Commentary provided by YAPA contest judge Gregory Djanikian
“Go Light on the Sweetness” shines in its subtlety. Rendered with vivid imagery, the flower — “Encompassing millions of / Beginnings, endings, / And middles” — becomes a vibrant symbol of memory, of the struggle between history and amnesia, of the compelling juxtaposition between the absence of remembering and the presence of not forgetting. Characteristic of the Armenian experience, that juxtaposition is universally human. By asking, “Does the honey cause a paucity of flavor?” the writer summons a flower’s sweet nectar to toggle between presence and absence; in this case, the presence of honey subtracts flavor. What does it mean, then, when expectations collapse, when the natural order evaporates like the steam rising from hot water? To that tension, the writer responds, “My moral compass spins as / I pour in the sweetness,” evoking a disorientation all too familiar throughout the past year-and-a-half of death, destruction, and deception. All that remains is the in-between. We’re caught in a nebulous space, an origin point between polarities that force us to find footing on the continuum of an uncertain world. And maybe that’s where we must take root — acculturating “in both worlds.” It is this noteworthy sense of subtlety and soul that makes “Go Light on the Sweetness” a disquieting and imaginative interrogation of the in-between.

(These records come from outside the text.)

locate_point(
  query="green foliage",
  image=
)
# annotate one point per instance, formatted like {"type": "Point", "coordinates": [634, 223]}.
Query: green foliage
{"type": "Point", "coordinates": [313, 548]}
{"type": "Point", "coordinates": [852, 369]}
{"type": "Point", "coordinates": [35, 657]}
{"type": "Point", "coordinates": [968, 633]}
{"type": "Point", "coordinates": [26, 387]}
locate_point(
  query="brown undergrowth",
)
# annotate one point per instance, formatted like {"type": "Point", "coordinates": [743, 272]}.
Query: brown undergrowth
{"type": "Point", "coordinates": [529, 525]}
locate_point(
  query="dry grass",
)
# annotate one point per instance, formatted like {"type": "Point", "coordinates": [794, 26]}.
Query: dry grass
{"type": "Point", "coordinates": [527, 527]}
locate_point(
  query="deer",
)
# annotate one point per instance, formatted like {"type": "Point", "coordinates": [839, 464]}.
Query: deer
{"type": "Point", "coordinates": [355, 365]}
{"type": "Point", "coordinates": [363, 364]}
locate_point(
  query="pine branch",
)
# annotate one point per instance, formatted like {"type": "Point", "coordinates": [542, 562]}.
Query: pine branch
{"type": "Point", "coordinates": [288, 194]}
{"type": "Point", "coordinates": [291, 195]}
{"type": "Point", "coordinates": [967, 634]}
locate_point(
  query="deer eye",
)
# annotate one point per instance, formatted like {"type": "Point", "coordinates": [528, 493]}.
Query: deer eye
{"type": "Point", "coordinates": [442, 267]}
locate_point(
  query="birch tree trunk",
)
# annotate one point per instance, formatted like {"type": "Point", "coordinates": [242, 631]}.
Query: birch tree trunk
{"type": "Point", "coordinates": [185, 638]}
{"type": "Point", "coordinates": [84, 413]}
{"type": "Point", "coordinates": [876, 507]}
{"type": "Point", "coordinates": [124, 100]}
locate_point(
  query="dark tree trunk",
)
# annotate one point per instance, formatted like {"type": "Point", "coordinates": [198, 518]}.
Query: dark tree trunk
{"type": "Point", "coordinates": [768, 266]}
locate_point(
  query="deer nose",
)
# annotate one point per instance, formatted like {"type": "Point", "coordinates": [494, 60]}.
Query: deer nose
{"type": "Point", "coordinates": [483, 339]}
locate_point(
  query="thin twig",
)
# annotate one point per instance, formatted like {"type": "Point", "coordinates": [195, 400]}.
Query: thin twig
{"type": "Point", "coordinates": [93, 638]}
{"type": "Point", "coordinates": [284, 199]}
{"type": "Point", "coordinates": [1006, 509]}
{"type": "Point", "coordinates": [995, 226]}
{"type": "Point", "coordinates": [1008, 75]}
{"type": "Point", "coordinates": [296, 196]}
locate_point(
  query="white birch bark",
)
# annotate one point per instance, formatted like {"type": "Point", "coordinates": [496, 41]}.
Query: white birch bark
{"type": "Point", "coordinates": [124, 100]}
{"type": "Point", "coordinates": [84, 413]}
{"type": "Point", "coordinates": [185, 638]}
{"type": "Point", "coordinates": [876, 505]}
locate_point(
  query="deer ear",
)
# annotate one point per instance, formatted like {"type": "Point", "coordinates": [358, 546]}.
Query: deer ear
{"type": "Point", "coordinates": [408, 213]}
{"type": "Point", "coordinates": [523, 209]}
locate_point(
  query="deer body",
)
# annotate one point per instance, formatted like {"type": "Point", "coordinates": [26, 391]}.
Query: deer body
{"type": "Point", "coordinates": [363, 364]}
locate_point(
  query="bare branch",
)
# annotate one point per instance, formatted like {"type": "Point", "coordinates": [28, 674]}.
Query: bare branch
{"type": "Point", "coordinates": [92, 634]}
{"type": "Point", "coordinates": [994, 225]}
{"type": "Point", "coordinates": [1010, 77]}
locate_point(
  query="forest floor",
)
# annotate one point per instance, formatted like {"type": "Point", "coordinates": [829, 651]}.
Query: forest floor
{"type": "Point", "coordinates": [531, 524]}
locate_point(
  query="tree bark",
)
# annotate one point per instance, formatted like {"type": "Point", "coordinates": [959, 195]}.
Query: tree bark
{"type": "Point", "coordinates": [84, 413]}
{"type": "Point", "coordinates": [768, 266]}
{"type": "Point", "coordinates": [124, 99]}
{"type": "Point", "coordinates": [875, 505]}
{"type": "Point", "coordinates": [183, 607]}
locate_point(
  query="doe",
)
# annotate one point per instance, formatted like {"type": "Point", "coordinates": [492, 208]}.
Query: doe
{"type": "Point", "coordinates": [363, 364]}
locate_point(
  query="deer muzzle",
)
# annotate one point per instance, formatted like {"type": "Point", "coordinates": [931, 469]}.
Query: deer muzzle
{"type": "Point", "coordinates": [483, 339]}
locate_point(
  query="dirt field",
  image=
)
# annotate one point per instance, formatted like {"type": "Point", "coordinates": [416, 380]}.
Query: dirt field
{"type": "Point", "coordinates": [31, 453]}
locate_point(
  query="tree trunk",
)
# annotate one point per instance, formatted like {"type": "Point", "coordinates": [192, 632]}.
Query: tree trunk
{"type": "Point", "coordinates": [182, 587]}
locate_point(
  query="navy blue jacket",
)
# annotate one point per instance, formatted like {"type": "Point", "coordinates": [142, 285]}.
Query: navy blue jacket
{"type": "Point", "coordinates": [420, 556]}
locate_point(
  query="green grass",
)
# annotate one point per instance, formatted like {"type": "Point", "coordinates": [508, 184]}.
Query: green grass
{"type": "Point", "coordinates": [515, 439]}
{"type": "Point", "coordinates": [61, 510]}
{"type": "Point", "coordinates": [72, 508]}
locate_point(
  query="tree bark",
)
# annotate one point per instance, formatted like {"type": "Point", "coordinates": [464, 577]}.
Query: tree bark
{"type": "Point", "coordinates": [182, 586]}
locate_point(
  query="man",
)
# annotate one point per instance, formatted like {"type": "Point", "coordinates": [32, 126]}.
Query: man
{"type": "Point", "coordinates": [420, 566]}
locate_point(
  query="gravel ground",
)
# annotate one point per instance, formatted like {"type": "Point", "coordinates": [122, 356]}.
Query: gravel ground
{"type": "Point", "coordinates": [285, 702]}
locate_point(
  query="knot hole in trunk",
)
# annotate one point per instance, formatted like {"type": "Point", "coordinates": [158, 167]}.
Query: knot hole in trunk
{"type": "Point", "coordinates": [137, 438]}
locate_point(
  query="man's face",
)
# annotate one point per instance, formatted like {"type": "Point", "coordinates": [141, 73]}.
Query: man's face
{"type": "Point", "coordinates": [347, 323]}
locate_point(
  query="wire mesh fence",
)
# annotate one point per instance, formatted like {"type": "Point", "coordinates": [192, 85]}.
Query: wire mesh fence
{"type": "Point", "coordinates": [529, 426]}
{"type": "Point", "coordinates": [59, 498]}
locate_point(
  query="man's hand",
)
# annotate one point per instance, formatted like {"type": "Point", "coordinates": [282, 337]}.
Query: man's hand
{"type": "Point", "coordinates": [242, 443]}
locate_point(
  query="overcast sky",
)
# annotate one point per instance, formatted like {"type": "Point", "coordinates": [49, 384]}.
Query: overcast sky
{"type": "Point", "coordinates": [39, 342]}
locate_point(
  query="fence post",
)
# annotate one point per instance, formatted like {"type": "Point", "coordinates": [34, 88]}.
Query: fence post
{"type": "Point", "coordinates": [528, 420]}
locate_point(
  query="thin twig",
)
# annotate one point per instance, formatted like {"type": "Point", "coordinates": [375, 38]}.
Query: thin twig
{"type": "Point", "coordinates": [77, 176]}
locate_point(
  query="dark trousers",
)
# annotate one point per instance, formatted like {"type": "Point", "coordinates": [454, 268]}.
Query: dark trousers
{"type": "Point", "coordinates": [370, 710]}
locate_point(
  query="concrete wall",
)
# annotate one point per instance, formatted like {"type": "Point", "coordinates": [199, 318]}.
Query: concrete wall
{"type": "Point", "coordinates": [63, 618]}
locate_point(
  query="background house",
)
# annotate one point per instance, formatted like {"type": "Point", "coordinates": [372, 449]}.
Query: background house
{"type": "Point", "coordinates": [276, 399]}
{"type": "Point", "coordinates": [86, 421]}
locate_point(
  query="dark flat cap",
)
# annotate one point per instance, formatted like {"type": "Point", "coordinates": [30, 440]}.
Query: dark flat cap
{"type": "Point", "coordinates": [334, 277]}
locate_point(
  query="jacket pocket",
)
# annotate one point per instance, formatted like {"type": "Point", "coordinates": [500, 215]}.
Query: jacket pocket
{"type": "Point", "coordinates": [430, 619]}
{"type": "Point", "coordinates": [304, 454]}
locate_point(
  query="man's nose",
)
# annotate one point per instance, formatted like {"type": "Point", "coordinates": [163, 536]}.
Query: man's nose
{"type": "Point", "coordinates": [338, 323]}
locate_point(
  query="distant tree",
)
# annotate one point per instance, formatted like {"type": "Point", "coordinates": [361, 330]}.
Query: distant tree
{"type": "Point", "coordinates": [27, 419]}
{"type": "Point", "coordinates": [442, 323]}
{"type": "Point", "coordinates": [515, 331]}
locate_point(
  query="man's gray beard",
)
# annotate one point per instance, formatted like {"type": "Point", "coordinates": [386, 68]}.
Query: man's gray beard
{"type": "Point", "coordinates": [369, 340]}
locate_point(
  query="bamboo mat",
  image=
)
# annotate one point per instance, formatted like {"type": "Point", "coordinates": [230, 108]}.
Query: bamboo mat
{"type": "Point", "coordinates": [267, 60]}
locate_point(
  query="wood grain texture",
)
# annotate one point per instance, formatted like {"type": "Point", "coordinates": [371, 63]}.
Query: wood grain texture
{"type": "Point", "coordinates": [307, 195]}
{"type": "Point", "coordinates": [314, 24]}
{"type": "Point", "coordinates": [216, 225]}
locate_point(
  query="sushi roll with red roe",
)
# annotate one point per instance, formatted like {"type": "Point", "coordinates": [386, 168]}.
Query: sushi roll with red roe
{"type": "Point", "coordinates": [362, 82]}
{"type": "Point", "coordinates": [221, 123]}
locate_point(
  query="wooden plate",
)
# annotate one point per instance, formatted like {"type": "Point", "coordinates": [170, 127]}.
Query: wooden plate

Commentary provided by YAPA contest judge Raffi Wartanian
The power and lift of this moving poem built off of a meditation on a Jacaranda Tree, as noted in its title, seem to come from the writer’s ability to risk sentimentality without being sentimental while simultaneously pushing abstraction without alienating the reader. We’re told the examination of the lost loved one in the poem, as brought on by the proximity of the tree, transports the speaker into “the closet of a dream” where “I am a bird / In another life / By your side.” Like William Carlos Williams’ lengthier “Asphodel” and H.D. 's more economical “Pear Tree,” the work is deftly sewn together both imagistically and musically and spins the initial conceit to welcome in a multitude of concerns. It has much to say about the nature of longing and loss, two notions that feel, acutely, Armenian and also indicative of the human condition. This is a terrifically-crafted achievement of the imagination.
Commentary provided by YAPA judging director Alan Semerdjian.
“o white” stages the fraught encounter between an Armenian diasporan and a US census form — a form whose standardized options erase the complexities of SWANA (Southwest Asian and North African) identity. The author writes, “As I pick up my #2 pencil, I’m left with 5 full moons to choose from. / None of them represent me.” Given the absence of nuanced modes of identification, the US Census Bureau has found that without a MENA (Middle Eastern or North African) option, census-takers who would otherwise check this category have to default to “white” — despite the chasms of difference that separates their lived experience from the experiences that accrue to whiteness. “o white” deftly captures the anxieties surrounding this lacuna, confronting the erasure of what Nelli Sargsyan calls “racially ambiguous diasporic belonging.” The poem proposes that the only choice within this classificatory system is the choice to opt out: “for the next time you see none of the zeros filled in.”
Commentary provided by YAPA contest judge Mashinka Firunts Hakopian.